I understood that BIP-110 aims to reduce node costs by limiting certain non-financial transaction patterns.
That is the alleged goal, but it is nonsense. Outlawing certain transaction patterns just means the same space is taken up by other transactions that pay lower fees.
Arguably, it is even counter to the stated goal: data storage bytes are about the cheapest in terms of actual processing impact, as they do not contain signature checks or other expensive opcodes, and do not interact with the UTXO set. Outlawing them may well end up causing them to be replaced with per-byte more impactful transactions. Or of course, those who have demand for data storage may switch to different patterns.
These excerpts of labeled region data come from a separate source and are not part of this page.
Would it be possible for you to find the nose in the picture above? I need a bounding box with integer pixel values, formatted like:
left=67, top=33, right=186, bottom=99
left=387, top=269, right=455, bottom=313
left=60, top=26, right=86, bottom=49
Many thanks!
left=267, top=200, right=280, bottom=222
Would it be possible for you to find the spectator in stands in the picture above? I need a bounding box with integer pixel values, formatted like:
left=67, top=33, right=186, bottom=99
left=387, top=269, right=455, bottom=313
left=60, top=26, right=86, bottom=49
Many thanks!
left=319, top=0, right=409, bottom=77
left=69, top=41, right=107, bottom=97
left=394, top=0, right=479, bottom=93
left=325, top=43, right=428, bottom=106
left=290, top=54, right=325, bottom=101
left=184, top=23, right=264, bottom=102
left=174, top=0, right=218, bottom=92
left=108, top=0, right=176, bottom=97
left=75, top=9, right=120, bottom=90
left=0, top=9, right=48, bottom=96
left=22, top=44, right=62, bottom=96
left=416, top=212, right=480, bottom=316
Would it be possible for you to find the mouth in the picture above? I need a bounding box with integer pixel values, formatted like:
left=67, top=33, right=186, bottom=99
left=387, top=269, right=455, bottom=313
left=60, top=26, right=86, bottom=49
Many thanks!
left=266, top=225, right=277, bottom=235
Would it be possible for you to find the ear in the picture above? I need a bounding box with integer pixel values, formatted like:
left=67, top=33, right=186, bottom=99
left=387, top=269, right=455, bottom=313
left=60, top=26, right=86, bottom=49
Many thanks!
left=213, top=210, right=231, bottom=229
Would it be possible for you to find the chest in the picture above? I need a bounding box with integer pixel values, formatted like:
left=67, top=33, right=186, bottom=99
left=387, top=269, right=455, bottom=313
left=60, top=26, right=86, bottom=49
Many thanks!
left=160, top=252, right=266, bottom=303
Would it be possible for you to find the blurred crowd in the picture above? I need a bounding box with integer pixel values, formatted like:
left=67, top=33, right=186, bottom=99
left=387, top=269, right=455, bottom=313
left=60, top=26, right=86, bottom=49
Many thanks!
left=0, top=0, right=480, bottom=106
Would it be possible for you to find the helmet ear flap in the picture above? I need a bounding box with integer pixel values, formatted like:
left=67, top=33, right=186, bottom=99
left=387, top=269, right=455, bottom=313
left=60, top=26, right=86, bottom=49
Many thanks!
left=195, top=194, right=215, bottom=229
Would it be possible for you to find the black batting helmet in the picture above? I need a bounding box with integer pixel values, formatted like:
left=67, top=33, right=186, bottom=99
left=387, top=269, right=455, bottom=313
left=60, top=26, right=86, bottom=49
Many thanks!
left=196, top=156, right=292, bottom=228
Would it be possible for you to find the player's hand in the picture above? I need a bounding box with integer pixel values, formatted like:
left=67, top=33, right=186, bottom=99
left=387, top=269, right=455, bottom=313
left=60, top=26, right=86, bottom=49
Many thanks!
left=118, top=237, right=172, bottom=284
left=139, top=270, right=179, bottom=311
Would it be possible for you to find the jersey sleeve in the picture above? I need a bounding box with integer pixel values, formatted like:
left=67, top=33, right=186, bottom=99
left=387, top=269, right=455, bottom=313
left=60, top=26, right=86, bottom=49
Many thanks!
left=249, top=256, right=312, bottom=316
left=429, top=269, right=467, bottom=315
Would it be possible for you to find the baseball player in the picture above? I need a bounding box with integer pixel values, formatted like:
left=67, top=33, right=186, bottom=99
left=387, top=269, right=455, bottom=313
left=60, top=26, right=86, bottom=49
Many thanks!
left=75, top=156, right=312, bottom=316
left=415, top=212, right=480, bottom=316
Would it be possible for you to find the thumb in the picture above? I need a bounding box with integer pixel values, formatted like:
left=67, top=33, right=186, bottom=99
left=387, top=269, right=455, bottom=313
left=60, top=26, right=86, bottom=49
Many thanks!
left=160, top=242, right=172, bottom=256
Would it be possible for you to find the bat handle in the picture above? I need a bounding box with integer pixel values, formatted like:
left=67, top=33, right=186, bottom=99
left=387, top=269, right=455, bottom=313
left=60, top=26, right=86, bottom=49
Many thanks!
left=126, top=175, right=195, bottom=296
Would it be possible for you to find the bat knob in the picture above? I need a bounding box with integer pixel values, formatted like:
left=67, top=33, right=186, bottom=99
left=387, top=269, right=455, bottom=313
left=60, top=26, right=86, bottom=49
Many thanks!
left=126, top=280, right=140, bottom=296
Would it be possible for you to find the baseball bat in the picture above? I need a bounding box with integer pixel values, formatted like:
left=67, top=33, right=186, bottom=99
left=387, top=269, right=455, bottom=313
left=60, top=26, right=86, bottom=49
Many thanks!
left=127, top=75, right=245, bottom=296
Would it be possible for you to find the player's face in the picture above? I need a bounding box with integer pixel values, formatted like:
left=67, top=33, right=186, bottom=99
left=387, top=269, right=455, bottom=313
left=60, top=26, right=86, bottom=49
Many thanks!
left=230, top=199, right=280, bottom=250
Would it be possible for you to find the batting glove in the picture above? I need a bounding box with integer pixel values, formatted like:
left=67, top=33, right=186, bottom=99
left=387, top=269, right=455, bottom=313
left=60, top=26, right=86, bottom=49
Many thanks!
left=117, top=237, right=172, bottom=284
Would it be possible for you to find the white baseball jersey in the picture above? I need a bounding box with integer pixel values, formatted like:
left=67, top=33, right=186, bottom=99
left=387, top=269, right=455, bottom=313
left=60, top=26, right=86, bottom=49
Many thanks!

The bound on resource costs for node operators is the block weight limit. That limit has been the same since SegWit activated in 2017. If one believes that limit was too high, and still is too high 9 years later, the only real solution is introducing a different or lower block-wide resource limit.
There is no objective reason to outlaw these patterns; they are simply not objectively harmful to nodes. It is entirely fair to dislike them, as they are a sign of insufficient competition for block space from payments. But outlawing them for that reason is addressing the symptom, not the cause.
If affordable full nodes are essential for decentralization, why is transaction neutrality considered the more important principle?
They absolutely are, but I do not see any evidence that the current limits are insufficient for keeping full nodes affordable, and see even less reason why BIP-110 would have any positive impact on that.
With that, there seems absolutely no reason to throw out the number one value proposition Bitcoin provides over literally every other currency: censorship-resistant money. If the Bitcoin ecosystem can end up agreeing to outlaw such an arbitrary subset of disliked transactions, and even demonstrating the arbitrariness by making it temporary, I cannot see how it can realistically claim to care about censorship resistance anymore.